Iraq’s jailed ex-deputy Prime Minister Tareq Aziz has been handed over by the US military to the Iraqi authorities, his lawyer said Wednesday, warning that his client’s life is “in danger now.”
“The American side handed over Aziz and other detainees to the Iraqi side on Tuesday night,” Amman-based lawyer Badie Aref told.
“Aziz called me and said he was being held in the Kazemieh prison in Baghdad.”
Aref urged intervention by international organisations.
“He should have been released. What the Americans did violates the Red Cross code because they handed him over to his enemies. His life is in danger now.”
Aref said Aziz told him that US President Barack Obama is no different to (former US president George) Bush, and that he would take part in killing us, indirectly.
Aziz, 73, who turned himself in to US forces in April 2003, is one of Saddam Hussein’s few surviving cohorts after the late dictator’s henchman Ali Hassan al-Majid — better known as “Chemical Ali” — was hanged in Iraq in January for a poison gas attack against Kurds in 1988.
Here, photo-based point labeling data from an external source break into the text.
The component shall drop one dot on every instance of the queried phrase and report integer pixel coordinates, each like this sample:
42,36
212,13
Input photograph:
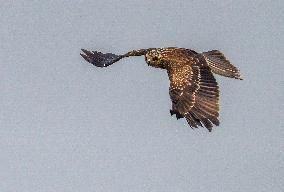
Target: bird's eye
155,58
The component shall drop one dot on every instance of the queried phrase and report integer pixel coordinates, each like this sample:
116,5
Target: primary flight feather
193,90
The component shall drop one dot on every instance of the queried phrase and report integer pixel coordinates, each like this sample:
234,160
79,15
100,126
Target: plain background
68,126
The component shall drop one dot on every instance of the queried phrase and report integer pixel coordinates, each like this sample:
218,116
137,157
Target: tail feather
220,65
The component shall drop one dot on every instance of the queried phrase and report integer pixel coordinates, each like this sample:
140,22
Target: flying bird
193,89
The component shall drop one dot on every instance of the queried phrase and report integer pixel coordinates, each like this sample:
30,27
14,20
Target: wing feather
194,91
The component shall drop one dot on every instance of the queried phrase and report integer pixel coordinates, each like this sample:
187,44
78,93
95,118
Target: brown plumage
193,89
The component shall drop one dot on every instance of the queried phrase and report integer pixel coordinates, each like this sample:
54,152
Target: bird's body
193,89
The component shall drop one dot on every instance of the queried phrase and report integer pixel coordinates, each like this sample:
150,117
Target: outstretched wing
194,92
106,59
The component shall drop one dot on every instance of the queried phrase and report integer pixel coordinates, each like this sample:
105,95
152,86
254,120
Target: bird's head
154,58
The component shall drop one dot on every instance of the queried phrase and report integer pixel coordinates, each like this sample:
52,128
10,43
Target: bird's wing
106,59
194,92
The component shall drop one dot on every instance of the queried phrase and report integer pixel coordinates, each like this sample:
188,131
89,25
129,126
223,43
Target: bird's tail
220,65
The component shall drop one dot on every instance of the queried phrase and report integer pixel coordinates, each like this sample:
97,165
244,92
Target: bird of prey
193,90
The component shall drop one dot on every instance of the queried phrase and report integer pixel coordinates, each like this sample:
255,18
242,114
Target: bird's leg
100,59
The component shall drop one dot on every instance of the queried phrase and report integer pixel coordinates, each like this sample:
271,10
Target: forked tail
220,65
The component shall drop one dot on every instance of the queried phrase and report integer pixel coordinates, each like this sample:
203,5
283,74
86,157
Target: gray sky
68,126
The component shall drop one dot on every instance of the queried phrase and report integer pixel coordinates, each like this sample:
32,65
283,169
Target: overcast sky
68,126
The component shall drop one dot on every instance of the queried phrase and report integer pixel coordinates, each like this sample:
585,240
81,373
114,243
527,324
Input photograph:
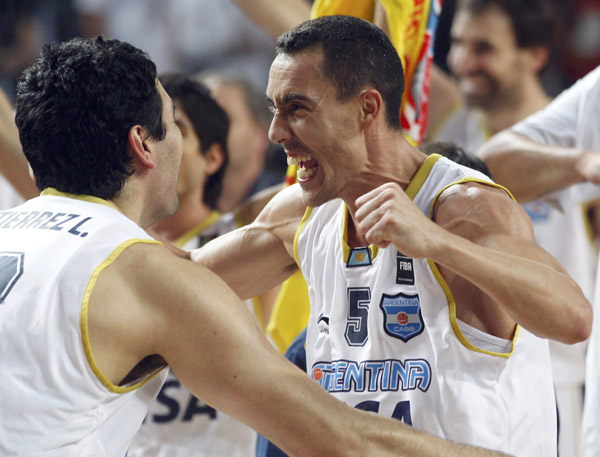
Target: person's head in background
248,143
499,48
204,126
457,154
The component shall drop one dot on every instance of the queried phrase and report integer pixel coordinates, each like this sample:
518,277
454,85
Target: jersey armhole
84,320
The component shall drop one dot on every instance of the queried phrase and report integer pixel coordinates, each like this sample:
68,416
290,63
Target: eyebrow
288,98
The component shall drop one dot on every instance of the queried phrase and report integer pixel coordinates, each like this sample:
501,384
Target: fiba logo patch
402,316
405,271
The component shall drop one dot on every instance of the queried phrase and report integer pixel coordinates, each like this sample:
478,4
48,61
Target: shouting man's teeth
307,166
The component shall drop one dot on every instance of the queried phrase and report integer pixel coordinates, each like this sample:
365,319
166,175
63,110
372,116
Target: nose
279,131
462,60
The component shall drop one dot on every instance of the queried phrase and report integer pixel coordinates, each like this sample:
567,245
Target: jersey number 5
358,314
11,269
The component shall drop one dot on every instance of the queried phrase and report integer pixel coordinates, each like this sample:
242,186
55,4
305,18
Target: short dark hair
457,154
75,106
210,122
534,22
356,54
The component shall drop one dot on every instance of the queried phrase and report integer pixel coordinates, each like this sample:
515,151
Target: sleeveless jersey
55,400
565,233
383,336
412,26
179,424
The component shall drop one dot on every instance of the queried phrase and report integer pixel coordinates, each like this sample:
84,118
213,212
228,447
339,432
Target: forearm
530,169
535,295
304,420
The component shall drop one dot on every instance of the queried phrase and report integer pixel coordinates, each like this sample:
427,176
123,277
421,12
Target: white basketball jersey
55,401
563,233
179,424
383,336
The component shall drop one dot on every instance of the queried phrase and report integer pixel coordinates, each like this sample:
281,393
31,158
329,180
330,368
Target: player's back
55,401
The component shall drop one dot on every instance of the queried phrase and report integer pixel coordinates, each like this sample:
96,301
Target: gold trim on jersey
347,250
448,293
198,229
87,198
421,175
84,315
303,222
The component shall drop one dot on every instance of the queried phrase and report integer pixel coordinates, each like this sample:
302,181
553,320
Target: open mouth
307,166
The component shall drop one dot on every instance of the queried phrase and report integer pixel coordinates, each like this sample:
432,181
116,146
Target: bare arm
251,208
13,164
276,16
484,245
531,169
213,346
259,256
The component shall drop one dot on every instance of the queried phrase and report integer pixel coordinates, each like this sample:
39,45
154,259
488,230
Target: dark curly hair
356,54
534,22
75,105
210,122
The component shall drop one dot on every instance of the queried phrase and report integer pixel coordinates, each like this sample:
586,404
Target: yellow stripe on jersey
374,250
88,198
298,230
444,285
412,25
290,313
416,183
84,318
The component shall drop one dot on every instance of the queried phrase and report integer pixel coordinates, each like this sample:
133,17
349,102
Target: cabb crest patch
402,316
Appointed deputy premier in 1991 under Saddam, having previously been foreign minister, he was jailed for 15 years for murder in 2009, and was given a seven-year term in August last year for his role in expelling Kurds from Iraq’s north.
The family of Aziz, who had reportedly already had two heart attacks since turning himself in to US forces just days after Saddam’s ouster in April 2003, has repeatedly called for his release on health grounds.
The former Iraqi official hails from a Chaldean Catholic family.